Map() function freezes on large dataset

Hi, I’m trying to use map on a dataset of size about 100GB, it hangs every time. I tried a lot of parameters combinations but it always hangs.
I cannot even use for loop, values of the dictionary are not modified in a loop. But, the for loop doesn’t hang it only has no effect.

I think the problem is in the I/O operations done in the map function, but I don’t know what the problem exactly is.

This is the last error after hanging for 15 mins at 10%

Hi! This error seems to come from ipython bug, not from datasets.

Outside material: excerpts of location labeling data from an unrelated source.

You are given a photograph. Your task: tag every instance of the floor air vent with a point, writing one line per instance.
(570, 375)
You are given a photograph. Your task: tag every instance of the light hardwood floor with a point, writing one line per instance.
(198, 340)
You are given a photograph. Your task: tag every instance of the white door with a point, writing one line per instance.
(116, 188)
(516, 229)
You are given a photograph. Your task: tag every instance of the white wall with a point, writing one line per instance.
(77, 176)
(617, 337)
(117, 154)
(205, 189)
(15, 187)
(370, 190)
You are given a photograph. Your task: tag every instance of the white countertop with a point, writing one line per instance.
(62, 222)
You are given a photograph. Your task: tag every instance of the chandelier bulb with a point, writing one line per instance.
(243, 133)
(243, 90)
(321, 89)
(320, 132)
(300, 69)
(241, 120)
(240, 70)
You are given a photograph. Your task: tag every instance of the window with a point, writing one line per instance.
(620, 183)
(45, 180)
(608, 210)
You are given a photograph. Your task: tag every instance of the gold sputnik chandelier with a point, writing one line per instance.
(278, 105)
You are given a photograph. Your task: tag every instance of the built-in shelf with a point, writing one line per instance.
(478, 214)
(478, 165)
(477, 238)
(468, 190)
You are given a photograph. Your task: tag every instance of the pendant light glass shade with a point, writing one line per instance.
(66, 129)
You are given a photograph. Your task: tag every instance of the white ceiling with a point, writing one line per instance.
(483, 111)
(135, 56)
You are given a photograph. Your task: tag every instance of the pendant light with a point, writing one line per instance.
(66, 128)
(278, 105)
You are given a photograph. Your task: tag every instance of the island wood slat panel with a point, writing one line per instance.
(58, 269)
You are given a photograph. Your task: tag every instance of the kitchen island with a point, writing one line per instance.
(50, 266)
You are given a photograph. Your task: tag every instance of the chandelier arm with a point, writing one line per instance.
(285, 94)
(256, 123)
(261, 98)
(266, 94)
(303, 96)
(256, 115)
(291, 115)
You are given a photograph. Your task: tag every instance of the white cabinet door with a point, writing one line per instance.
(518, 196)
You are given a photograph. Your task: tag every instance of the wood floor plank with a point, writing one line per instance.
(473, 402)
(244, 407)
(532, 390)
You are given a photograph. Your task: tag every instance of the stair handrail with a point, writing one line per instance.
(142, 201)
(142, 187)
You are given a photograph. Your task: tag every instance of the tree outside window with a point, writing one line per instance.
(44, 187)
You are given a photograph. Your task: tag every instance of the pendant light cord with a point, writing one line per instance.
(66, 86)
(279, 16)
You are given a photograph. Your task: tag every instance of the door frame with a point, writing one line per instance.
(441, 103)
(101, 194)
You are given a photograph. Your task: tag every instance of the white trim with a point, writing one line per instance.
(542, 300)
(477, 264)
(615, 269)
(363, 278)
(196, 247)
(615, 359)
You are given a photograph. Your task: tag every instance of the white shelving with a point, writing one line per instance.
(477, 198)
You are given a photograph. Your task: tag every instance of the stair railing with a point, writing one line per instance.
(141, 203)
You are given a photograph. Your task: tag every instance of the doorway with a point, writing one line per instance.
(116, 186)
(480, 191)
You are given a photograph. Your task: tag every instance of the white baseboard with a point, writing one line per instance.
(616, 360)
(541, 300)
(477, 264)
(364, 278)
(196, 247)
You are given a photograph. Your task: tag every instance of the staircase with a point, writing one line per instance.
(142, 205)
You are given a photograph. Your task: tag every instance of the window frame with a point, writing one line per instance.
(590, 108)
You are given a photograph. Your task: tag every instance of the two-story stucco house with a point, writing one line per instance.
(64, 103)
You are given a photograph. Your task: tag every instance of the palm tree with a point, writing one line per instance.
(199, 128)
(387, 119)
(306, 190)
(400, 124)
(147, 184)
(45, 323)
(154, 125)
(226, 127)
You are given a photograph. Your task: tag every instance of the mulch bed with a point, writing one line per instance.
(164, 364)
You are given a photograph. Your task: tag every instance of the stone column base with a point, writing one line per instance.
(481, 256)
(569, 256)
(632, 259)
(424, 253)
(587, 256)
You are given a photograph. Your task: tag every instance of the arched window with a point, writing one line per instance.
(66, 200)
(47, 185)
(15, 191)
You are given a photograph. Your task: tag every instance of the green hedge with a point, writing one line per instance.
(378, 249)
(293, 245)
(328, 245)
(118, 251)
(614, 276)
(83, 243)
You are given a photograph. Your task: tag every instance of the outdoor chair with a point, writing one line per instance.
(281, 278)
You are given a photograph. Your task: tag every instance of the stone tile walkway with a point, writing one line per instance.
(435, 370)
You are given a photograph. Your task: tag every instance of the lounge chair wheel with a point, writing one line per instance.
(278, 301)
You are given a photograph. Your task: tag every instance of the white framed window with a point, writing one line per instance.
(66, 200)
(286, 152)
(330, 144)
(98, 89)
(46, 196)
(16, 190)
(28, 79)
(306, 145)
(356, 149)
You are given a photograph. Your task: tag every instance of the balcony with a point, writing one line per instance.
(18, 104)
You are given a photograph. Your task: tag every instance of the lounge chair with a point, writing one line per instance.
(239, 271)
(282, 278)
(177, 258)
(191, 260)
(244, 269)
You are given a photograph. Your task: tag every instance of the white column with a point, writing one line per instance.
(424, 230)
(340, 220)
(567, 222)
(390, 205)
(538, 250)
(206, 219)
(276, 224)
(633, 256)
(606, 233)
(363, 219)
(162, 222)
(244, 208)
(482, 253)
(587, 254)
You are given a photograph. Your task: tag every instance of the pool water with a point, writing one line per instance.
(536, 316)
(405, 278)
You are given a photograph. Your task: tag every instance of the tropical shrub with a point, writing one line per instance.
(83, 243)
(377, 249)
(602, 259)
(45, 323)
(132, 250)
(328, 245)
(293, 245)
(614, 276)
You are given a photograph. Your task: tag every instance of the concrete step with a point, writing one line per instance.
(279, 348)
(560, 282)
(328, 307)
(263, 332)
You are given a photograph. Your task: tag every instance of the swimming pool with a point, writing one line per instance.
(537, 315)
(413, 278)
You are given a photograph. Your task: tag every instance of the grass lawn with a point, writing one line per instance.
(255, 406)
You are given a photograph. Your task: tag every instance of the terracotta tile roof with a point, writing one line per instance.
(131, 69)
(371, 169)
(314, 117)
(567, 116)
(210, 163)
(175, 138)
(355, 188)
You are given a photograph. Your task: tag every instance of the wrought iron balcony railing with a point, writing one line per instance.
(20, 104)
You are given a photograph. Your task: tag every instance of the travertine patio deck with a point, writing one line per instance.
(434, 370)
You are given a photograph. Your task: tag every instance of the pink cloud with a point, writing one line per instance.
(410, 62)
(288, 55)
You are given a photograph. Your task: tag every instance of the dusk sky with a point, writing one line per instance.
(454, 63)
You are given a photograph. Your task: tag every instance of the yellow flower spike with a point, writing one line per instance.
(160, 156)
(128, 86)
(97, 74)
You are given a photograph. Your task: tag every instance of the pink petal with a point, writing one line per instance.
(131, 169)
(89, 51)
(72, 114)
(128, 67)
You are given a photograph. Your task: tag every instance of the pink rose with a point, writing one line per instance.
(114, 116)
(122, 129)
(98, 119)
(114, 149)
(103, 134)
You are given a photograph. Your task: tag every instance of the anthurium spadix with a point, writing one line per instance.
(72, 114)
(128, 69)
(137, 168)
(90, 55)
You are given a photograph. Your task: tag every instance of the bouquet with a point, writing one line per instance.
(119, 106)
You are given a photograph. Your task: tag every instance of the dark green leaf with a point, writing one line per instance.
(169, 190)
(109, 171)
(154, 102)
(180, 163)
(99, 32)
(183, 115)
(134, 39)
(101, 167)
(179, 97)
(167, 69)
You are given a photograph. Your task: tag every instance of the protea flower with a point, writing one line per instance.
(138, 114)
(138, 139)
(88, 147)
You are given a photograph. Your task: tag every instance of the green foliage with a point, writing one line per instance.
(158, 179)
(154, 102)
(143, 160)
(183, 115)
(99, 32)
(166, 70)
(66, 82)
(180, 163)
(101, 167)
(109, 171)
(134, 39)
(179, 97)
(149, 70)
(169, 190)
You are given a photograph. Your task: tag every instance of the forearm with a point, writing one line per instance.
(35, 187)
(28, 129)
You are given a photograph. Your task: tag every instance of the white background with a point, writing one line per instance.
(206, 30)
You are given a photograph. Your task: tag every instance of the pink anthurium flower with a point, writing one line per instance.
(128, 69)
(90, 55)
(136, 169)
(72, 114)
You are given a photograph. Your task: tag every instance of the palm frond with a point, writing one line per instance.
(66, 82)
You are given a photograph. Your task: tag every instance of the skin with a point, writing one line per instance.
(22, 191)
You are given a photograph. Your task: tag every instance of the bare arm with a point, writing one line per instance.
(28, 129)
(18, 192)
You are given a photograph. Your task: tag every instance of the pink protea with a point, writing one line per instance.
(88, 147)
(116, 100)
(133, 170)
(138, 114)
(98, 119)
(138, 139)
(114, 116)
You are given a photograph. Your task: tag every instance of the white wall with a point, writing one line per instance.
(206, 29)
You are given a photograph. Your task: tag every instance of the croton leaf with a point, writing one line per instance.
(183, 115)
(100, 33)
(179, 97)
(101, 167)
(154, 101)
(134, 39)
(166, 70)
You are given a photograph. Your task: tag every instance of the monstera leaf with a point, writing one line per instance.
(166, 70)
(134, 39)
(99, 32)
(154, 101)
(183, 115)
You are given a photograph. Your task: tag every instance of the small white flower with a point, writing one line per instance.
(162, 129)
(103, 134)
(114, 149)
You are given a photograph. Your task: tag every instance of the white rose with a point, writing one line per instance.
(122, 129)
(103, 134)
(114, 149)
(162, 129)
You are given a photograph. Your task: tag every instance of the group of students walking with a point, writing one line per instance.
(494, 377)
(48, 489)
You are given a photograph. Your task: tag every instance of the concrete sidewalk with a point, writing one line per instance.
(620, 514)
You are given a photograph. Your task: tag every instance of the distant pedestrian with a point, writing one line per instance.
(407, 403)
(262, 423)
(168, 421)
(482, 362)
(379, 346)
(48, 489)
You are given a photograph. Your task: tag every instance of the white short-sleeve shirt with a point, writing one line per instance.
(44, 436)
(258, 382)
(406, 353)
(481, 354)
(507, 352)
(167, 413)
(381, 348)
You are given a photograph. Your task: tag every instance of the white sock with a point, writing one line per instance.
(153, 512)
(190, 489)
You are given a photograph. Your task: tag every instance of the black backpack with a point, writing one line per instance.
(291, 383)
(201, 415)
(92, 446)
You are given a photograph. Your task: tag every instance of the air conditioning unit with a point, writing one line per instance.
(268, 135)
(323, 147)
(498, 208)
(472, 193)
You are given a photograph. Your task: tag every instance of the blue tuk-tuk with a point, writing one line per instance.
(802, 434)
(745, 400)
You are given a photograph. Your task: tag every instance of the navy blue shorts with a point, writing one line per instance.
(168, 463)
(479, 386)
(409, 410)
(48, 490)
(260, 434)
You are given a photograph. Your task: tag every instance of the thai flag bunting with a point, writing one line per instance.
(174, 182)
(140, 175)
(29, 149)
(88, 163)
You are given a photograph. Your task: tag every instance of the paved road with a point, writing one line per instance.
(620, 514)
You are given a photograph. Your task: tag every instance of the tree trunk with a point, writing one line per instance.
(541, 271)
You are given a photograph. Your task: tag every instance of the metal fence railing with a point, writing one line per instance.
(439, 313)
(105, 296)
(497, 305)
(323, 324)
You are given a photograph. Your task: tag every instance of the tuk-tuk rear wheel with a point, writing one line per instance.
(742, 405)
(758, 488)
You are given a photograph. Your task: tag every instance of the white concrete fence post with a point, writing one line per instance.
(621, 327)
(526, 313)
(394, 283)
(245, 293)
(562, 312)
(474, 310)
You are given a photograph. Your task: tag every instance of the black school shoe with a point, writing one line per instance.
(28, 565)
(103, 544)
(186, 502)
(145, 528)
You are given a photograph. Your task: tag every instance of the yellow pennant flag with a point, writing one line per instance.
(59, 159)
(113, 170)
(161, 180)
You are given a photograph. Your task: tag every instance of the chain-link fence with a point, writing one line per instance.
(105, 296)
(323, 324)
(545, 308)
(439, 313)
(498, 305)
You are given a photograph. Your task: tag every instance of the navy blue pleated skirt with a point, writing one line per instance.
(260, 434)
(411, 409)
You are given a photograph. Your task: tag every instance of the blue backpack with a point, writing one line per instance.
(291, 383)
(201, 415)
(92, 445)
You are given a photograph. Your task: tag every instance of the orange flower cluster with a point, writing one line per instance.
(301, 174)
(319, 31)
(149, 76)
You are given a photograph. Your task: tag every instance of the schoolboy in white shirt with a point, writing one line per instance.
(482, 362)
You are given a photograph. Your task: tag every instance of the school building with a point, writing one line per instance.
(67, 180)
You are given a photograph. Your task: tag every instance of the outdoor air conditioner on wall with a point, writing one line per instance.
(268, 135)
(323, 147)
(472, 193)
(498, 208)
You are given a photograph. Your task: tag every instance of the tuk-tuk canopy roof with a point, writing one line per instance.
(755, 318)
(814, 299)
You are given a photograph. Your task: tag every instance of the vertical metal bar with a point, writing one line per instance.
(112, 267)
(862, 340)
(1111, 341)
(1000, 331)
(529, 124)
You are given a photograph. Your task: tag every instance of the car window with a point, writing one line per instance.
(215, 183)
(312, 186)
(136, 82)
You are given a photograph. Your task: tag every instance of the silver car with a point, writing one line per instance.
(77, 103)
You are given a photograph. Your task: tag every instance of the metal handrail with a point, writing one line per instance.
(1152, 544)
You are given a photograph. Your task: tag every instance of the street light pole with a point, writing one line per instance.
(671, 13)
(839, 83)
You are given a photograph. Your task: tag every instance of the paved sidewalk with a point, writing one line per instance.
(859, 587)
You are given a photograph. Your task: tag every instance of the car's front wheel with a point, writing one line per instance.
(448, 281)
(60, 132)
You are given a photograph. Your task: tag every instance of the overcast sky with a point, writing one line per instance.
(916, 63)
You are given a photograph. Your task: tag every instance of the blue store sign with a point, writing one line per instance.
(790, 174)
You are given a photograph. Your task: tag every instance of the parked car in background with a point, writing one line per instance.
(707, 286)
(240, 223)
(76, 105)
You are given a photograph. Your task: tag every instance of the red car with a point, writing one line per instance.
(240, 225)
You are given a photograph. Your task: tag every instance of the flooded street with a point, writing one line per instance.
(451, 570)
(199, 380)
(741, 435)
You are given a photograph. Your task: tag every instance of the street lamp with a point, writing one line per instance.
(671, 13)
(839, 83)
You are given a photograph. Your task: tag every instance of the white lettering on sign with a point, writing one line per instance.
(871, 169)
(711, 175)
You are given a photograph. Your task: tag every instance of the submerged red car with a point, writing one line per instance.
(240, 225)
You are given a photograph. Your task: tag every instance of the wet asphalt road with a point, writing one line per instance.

It would help if you could verify this by running the code outside the ipython env.

@mariosasko I did, it ran to completion but I think there is a huge overhead.
I can iterate on the dataset in 10 mins, and it takes 30 mins to save the dataset on the disk. but the map function took about 4 hrs to finish.
I don’t know what the problem is exactly but I think it’s a disk bottleneck as map tries to read data from the disk and save to the cache simultaneously.

You can probably make the map faster by reducing the number of processes to, e.g., num_proc=os.cpu_count().

@mariosasko Great, thanks!

Is there a way to find out more precisely what the bottleneck is? My num_proc is a t cpu_count but it still takes unreasonably long to save at the end of processing (or when writer_batch_size is reached.

Is it possible to disable the saving to disk entirely and only keep the map result in memory? keep_in_memory sounds like it does that but doesn’t seem to actually do it.

for me it for some reason only happens when I create PIL image columns during the mapping fn.
If instead I convert PIL images to bytes, the map doesn’t freeze. Same exact dataset.

@lhoestq do you have ideas?

Could you share the code of the function you pass to map ? And also the version where you convert PIL Images to bytes ?

Can you also share some information about your operating system (windows/max/linux ?) and your version of pyarrow and datasets ?

# Disable disk caching
from datasets import set_caching_enabled

Regarding the num_procs: What environment (OS)? And what functionality are u actually using in your map call(s)? Iterating a dataset is one thing, thats simply reading over a dataset, basically: Exactly what a dataset is made for, during mapping you actually do alterations.

Simplest solution: After you did all your mapping, then save your dataset fully processed and usable to disk - and load it already mapped and usable from disk when you need it.

Finally NVMe can really shine -laugh-